Irish technology firms raised €739m in venture capital funding last year, a decrease of 25% on the 2017 figure, according to the latest VenturePulse survey from the Irish Venture Capital Association. The survey also showed the size of the average deal slipped by €300,000 as a result of a dip in the number of larger investments.
Sarah-Jayne Larkin, director general of the Irish Venture Capital Association, said that while funding is declining across all deals, the biggest declines are being seen in the €10m-plus deals. For companies that are scaling and raising over €10m, the deal flow is down 30% last year on the previous year.
She said that in comparison to other countries, the policy incentives here to mobilise private capital to the technology sector are just not as strong as they could be.
Ms Larkin said there is a cyclical nature to the venture capital industry in Ireland and Enterprise Ireland's Seed scheme does run on a seven year timetable and 2018 was the final year of one scheme. It is anticipated that a new scheme will be launched this year and Ms Larkin is expecting a greater degree of finance in the market this year from state sources.

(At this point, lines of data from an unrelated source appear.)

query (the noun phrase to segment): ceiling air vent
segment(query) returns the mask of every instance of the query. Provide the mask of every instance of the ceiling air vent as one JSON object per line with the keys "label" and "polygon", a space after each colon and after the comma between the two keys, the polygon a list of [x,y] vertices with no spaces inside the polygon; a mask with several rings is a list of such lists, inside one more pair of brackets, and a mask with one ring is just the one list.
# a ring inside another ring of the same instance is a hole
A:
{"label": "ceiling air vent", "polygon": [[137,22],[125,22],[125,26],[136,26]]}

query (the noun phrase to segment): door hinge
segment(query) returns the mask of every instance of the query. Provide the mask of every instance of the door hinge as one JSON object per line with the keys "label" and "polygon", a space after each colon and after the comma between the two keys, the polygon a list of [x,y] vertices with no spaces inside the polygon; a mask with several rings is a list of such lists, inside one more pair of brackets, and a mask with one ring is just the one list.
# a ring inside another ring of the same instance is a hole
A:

However, since 2008 members of the Irish Venture Capital Association managed to take that state funding and gear it up over 15 times and then use that funding to invest in Irish SMEs. Ms Larkin described the Enterprise Ireland scheme as a cornerstone of investment, but she added that access to additional capital is also very important.

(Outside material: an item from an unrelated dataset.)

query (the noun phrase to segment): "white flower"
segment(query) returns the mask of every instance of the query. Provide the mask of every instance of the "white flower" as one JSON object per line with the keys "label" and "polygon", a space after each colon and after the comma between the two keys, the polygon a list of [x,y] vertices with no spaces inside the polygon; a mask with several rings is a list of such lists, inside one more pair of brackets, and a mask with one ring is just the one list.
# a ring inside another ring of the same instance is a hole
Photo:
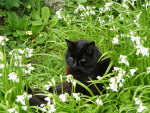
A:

Ms Larkin said the cyclic nature of the funding means that if a cash injection comes in during year one, and if it is a seven year cycle, it is likely there will be less money in the system seven years down the line. One thing the association would like to see is an overlap so there is not a year where one scheme is running dry and a gap until another one starts, she suggested.
The options available to start-ups have expanded in recent years, with bank lending coming back on stream, more private equity money, as well as newer models like crowd-funding and so on. Ms Larkin said some of the figures released today by her association would include those other sources like private equity.
She said that all sources of capital in the Irish system are really welcome, adding that likes of crowd-funding is starting to be seen at the level where companies are just at the start-up phase and raising their very first capital to get going.
The venture capital sector really comes into place when those companies are starting to grow and really need fast access to significant levels of capital to globalise and participate on a world stage. "There is room for all forms of capital in the Irish system," Ms Larkin stated.